Two thoughts (2, Informative)

Enry (630) | more than 5 years ago | (#26835401)

My basement door doesn't exactly seal right (my goal this year is to replace it) and we used to have mice coming into the basement all the time.

The fix was to get one of those high-frequency boxes you plug in and clicks every now and then. Ever since I put one near that door, we haven't had a mouse problem.

Second thought. If you do decide to use snap traps or glue traps, be sure to use peanut butter instead of cheese. Cheese dries out too quickly and they never eat it.
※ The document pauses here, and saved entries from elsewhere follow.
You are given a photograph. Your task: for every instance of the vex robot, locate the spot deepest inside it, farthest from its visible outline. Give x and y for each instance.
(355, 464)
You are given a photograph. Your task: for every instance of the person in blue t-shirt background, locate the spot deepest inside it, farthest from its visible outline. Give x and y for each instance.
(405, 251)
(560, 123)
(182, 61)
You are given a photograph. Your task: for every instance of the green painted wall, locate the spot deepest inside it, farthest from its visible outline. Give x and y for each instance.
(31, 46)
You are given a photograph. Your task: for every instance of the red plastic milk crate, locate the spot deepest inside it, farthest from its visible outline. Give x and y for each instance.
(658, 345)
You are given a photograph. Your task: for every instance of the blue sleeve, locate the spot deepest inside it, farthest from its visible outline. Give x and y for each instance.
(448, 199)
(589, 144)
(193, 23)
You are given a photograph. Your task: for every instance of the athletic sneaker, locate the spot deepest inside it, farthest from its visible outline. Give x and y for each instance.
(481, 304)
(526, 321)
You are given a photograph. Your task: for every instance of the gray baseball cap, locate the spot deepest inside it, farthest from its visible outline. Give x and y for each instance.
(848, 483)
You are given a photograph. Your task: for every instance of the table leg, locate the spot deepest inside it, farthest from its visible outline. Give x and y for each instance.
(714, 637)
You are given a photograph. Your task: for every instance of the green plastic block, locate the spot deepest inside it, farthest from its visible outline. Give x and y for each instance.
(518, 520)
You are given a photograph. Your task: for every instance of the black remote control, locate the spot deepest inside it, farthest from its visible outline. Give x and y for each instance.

PB stays good for a long time.

Third thought (yea I said two, here's a bonus). The very popular anticoagulant called Warfarin (AKA Coumadin) was originally used as rat poison.

Armored cable (0)

Anonymous Coward | more than 5 years ago | (#26835423)

The standard has always been armored cable. [occfiber.com] .

Every manufacturer offers it. In the meantime, set out bowls of automobile antifreeze for the rats to drink (but it won't work in California -- bitter taste added to antifreeze).

Shutgun (0)

Anonymous Coward | more than 5 years ago | (#26835429)

Case closed

Supersonic pest repellents (0)

Anonymous Coward | more than 5 years ago | (#26835433)

What about some of those supersonic things? Supposedly they emit a sound or something that keeps certain pests at bay

Think about the smell.... (1)

sonic_assault (1194739) | more than 5 years ago | (#26835435)

Most modern poisons have diuretics that literally make the mouse/rat/cat get thirsty. This typically makes them go outside in search of water, where they then buy the farm. However, if they don't make it outside, be prepared to endure the stench of a rotting animal(s) for a few weeks.

easy - other predators include rattlesnakes, (2, Insightful)

cats-paw (34890) | more than 5 years ago | (#26835453)

boas, pythons, owls, hawks, monitor lizards, ...

I mean a python crawling in the ceiling eating mice while your coding python.

How cool would that be ?

Its simple (0)

Anonymous Coward | more than 5 years ago | (#26835465)

Eat the rats before they eat the cables!

Victor Electronic Rat Trap (2, Interesting)

krakround (1065064) | more than 5 years ago | (#26835497)

This, baited with peanut butter, is irresistible death. Place one at known rat entrances or run ways. I could catch dumb rats within an hour of placing the trap. Some smart rats took a day or two to give in to the temptation. Also, eliminate any other sources of food. A fat rat is an unmotivated rat. There is no blood, nobody dying in your walls.